In the setting of AMI, cardiovascular magnetic resonance imaging (CMR) is useful in the accurate assessment of myocardial edema, infarcted tissue, microvascular obstruction (MVO), and myocardial hemorrhage [5]. In addition, CMR allows for quantification of the extent of salvaged myocardium, which is defined as the myocardium at risk for irreversible injury as indicated by the presence of acute myocardial edema by T2-weighted image (T2W) but negative for delayed enhancement image, after primary percutaneous coronary intervention (PCI) [6]. Although 1 previous CMR study reported that neutrophil count independently predicted large infarctions, other valuable information such as myocardial salvage or MVO was not assessed [7].

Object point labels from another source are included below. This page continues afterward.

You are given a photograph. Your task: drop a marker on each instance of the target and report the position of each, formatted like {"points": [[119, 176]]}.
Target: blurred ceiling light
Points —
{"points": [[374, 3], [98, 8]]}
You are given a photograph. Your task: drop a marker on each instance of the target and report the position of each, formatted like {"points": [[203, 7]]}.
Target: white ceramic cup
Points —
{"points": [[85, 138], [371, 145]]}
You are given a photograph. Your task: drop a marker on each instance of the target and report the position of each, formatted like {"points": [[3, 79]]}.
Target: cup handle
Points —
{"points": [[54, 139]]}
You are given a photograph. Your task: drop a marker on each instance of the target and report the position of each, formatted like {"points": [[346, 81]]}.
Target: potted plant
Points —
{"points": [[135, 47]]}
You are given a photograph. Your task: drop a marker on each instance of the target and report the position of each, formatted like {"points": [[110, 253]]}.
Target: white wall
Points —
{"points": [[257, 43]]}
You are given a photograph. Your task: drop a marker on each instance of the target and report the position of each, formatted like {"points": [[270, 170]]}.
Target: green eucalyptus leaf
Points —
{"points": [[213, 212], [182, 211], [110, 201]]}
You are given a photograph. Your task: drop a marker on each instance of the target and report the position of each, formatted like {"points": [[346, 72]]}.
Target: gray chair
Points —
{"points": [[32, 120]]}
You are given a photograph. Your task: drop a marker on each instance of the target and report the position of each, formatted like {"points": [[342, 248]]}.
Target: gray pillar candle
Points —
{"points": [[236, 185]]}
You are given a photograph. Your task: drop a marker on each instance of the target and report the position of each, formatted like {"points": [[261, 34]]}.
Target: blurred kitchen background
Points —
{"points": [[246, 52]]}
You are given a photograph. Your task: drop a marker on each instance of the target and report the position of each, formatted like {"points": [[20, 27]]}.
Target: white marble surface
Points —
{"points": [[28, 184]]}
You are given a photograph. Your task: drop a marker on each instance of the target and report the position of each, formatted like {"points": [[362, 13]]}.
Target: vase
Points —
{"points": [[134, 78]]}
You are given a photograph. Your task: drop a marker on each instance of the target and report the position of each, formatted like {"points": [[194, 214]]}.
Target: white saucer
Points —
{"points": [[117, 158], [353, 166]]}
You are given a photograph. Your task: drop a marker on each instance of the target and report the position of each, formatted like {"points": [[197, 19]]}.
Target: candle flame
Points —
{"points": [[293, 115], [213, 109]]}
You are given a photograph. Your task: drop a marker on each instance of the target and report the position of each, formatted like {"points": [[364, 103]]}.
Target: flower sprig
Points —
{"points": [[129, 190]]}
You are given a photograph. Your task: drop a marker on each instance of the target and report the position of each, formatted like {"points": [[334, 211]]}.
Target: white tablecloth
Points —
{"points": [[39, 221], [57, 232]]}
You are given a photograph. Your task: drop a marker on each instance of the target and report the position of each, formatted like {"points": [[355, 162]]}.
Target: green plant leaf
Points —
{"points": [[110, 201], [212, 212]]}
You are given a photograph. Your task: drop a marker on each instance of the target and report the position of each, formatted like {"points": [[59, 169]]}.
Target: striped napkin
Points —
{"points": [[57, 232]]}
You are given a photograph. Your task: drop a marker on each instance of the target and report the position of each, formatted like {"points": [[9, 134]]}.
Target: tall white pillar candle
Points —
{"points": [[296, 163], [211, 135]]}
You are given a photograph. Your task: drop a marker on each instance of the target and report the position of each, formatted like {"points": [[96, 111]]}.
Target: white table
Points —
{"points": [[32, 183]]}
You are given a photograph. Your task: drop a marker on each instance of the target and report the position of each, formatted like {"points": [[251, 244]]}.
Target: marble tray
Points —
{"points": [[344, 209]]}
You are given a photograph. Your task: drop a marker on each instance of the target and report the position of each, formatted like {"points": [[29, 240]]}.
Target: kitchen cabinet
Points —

In the present study, we aimed to assess the relationship between WBCc at presentation, myocardial salvage, and infarct size as determined by CMR in patients undergoing primary PCI for ST-elevation myocardial infarction (STEMI). Furthermore, we evaluated the impact of higher WBCc on clinical outcomes.
Methods
Study population
From January 2006 to November 2009, a total of 349 STEMI patients presented to Samsung Medical Center, Seoul, Korea. Patients were eligible if they had (1) chest pain for less than 12 h after symptom onset; (2) ST-segment elevation of more than 1 mm in two or more contiguous leads or a presumably new-onset left bundle branch block on electrocardiogram; and (3) had undergone successful primary PCI and CMR. All patients met the following criteria: no contraindication to CMR, no condition related to leukocytosis apart from the index MI, and no prior history of MI. In total, 198 patients were enrolled in this study and followed prospectively (Fig. 1). Baseline clinical data including past medical history, the presence of risk factors, medications, angiographic/procedural data, and clinical outcomes were recorded prospectively by the research coordinators of the dedicated registry. This study was approved by the local institutional review board. Informed consent was obtained from all subjects.
Study subjects. Schematic of selection of study cohort
Blood samples
Blood samples were taken for routine WBC measurement on admission, before primary PCI (Sysmex XE-2100; TOA Medical Electronics Co., Kobe, Japan).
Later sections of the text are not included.